I was reminded of how much I love holiday concerts when I stumbled across a blog post from four Decembers ago. I volunteered to usher at a Cantiamo! Cabrillo concert, mostly to see the group perform for free, and saw old friends who reminded me why I went all the way to Eastern Europe to sing with them:

It had been more than a year since I’d seen Cheryl Anderson or really anyone Cabrillo-Chorus-related, but when I walked into Holy Cross Church at 7:45 last night, I felt like I’d never left. There again were those sparkling blue empire-waist dresses I could never decide whether I liked or loathed; there were those faces I had known so well before, unchanged. I could name every single one of them: Nell, Art, Jenny, Liz (“Hey GLEN!!”, I thought), Colin, Kent, Kathy, Lucy, Sandy,…Trevor?! There was Vlada at the piano, and although I couldn’t see him, I knew John was somewhere above me in the balcony, clad in dark clothing and big headphones. And at the center of the madness, there on the podium, radiant as ever, was the blonde beacon herself.

Nothing changes around here and I love it.

Cabrillo Youth Chorus, circa 2003

Something’s in the water

I’ve now been through two weeks of Seattle Pro Musica rehearsals, and never have I felt so quickly assimilated into a choral group before. It reminds me of other, very different first rehearsal experiences I’ve had since I started singing in choirs at 14.

I remember walking into Cabrillo Youth Chorus auditions as a middle school student absolutely petrified. I’d been dragged there against my will, and as a result only halfheartedly sang “America the Beautiful” for the director, Cheryl Anderson, and grudingly glanced at some children’s music with other timid youngsters. Several years later, the days CYC rehearsed became my favorite days of the week.

In high school, the first time I sang with the jazz choir was intimidating: I was a sophomore in a crowd of juniors and seniors, some who would go on to study at prestigious music conservatories.

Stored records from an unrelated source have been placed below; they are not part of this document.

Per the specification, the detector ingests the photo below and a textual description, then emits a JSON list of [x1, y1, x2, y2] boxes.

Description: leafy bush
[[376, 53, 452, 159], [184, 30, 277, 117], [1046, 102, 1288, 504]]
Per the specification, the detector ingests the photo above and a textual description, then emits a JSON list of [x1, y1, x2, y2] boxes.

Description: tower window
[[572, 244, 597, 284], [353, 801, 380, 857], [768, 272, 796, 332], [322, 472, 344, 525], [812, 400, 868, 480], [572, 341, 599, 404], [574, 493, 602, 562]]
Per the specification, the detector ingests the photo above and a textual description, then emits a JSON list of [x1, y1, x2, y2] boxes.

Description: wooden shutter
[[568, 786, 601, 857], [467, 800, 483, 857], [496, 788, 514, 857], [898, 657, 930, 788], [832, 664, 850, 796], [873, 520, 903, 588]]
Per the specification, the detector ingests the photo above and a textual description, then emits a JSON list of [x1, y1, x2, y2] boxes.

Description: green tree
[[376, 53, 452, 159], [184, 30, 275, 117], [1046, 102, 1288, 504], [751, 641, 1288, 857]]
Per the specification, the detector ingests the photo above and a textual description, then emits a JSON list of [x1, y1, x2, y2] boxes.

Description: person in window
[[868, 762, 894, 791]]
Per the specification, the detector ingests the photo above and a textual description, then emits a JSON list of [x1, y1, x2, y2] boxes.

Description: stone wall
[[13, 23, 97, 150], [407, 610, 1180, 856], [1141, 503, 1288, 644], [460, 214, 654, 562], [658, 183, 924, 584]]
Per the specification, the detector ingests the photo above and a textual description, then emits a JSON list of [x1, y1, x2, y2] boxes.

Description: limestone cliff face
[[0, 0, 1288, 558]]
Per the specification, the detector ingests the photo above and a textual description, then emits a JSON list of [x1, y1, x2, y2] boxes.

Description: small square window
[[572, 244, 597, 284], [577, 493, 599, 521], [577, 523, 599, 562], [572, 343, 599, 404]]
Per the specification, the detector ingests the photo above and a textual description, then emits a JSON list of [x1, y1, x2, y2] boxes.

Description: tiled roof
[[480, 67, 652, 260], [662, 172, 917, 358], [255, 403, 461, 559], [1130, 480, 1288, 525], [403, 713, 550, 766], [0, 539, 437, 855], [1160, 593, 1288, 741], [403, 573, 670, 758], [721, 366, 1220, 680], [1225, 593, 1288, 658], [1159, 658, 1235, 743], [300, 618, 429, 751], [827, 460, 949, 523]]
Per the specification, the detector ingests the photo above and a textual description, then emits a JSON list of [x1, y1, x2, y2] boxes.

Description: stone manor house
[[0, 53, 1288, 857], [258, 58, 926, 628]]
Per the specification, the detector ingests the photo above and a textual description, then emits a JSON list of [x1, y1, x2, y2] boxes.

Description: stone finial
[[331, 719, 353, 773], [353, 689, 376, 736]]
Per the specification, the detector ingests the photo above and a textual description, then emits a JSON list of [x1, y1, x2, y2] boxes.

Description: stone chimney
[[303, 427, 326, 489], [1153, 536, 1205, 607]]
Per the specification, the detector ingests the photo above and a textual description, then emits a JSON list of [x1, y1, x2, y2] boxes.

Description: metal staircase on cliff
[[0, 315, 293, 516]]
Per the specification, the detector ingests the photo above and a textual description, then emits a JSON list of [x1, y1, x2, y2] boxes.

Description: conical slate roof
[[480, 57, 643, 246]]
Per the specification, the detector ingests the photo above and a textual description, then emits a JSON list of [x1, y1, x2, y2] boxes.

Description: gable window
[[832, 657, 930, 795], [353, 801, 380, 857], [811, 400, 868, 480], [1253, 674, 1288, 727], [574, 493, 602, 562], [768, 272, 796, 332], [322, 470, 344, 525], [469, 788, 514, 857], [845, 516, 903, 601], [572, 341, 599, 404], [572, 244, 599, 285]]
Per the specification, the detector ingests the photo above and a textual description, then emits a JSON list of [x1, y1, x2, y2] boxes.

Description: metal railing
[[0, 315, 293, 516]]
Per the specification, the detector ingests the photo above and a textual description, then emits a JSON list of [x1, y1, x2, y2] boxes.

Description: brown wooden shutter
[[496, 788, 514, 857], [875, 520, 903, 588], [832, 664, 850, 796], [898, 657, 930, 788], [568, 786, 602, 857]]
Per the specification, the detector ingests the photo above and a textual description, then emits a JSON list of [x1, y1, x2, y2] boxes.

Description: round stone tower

But several trips to jazz festivals later, I felt right at home in the group.

In college, too, I was one of only a handful of freshmen among mostly upperclassmen and music majors when I joined University Singers. In the middle of my late-summer audition, my cell phone rang, leaving me flustered and embarrassed. I was so scared I’d embarrass myself again in the first University Singers rehearsal–Sharon Paul still let me in after that awful blunder!–that I didn’t initiate a conversation with anyone. Luckily, a gregarious bass next to me asked to borrow a pencil, sparking a long conversation about British comedy shows. He and many other fellow Singers became my closest friends in college.

Seattle Pro Musica’s members are so genuinely and unfailingly nice that I felt right at home uncommonly quickly considering my shy personality. Just like at The Seattle Times, the veterans have approached me and introduced themselves sooner than I’ve found the courage to approach them–and they seem genuinely interested in learning more about me.

There must be something good in this Puget Sound water.